24     L’article 17, paragraphe 1, de la sixième directive prévoit que le droit à déduction prend naissance au moment où la taxe déductible devient exigible. L’article 10, paragraphe 2, de la même directive prévoit que tel est le cas dès que la livraison des biens ou la prestation des services est effectuée (arrêt du 8 juin 2000, Breitsohl, C-400/98, Rec. p. I-4321, point 36). Il importe de rappeler que l’article 10, paragraphe 1, sous b), de la sixième directive définit l’exigibilité de la taxe comme «le droit que le Trésor peut faire valoir aux termes de la loi, à partir d’un moment donné, auprès du redevable pour le paiement de la taxe».

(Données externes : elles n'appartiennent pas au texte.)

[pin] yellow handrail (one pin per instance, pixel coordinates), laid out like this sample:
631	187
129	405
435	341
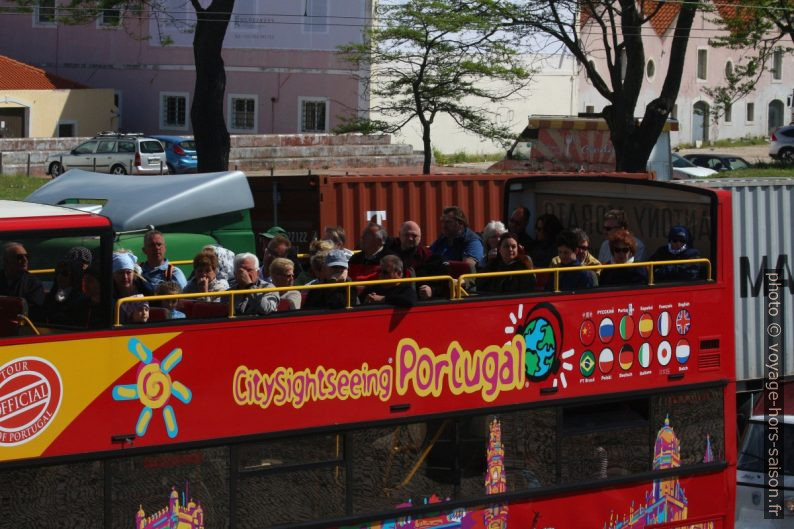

25     Il s’ensuit que, dans le système de la sixième directive, le fait générateur de la taxe, son exigibilité et la possibilité de déduction sont liées à la réalisation effective de la livraison ou de la prestation de services, sauf pour les cas de versement d’acomptes où la taxe devient exigible au moment de l’encaissement. L’article 19, paragraphe 1, ne contient aucune mention excluant l’application de cette règle générale pour le calcul du prorata de déduction et rien dans le libellé de cette disposition ne donne à penser que ce système contient une dérogation en ce qui concerne la prise en compte, dans le dénominateur de la fraction permettant le calcul du prorata, d’opérations non encore accomplies autres que celles ayant donné lieu à versement d’acomptes ou établissements de décomptes de travaux.

26     Dans cette perspective, il est contraire à ce système d’admettre que la détermination du domaine de la déduction puisse tenir compte des opérations non encore effectuées et dont la réalisation future peut ne pas se concrétiser, alors que le fait générateur de la taxe et, en conséquence, le droit à une déduction dépendent de la réalisation effective d’une opération. Or, dans la mesure où des travaux en cours n’ont pas fait l’objet d’une facturation par l’assujetti ou de décomptes de travaux et d’aucun versement d’acomptes, ils ne constituent pas des transmissions de biens ou des prestations de services déjà effectuées par ce dernier ni une autre situation constituant le fait générateur de l’exigibilité de la taxe. Ils ne doivent donc pas être intégrés dans le dénominateur de la fraction visé à l’article 19, paragraphe 1, de la sixième directive, pour le calcul du prorata de déduction.

27     Il convient donc de répondre aux questions posées par la juridiction de renvoi que l’article 19, paragraphe 1, de la sixième directive s’oppose à ce que soit incluse dans le dénominateur de la fraction permettant le calcul du prorata de déduction, la valeur des travaux en cours effectués par un assujetti dans l’exercice d’une activité de construction civile, lorsque cette valeur ne correspond pas à des transmissions de biens ou des prestations de services qu’il a déjà effectuées ou qui ont donné lieu à l’établissement de décomptes de travaux et/ou à des encaissements d’acomptes.

 Sur les dépens

28     La procédure revêtant, à l’égard des parties au principal, le caractère d’un incident soulevé devant la juridiction de renvoi, il appartient à celle-ci de statuer sur les dépens. Les frais exposés pour soumettre des observations à la Cour, autres que ceux desdites parties, ne peuvent faire l’objet d’un remboursement.

Par ces motifs, la Cour (deuxième chambre) dit pour droit:

1)      L’article 19 de la directive 77/388/CEE du Conseil, du 17 mai 1977, en matière d’harmonisation des législations des États membres relatives aux taxes sur le chiffre d’affaires – Système commun de taxe sur la valeur ajoutée: assiette uniforme –, s’oppose à ce que soit incluse dans le dénominateur de la fraction permettant le calcul du prorata de déduction, la valeur des travaux en cours effectués par un assujetti dans l’exercice d’une activité de construction civile, lorsque cette valeur ne correspond pas à des transmissions de biens ou des prestations de services qu’il a déjà effectuées ou qui ont donné lieu à l'établissement de décomptes de travaux et/ou à des encaissements d’acomptes.

Signatures


* Langue de procédure: le portugais.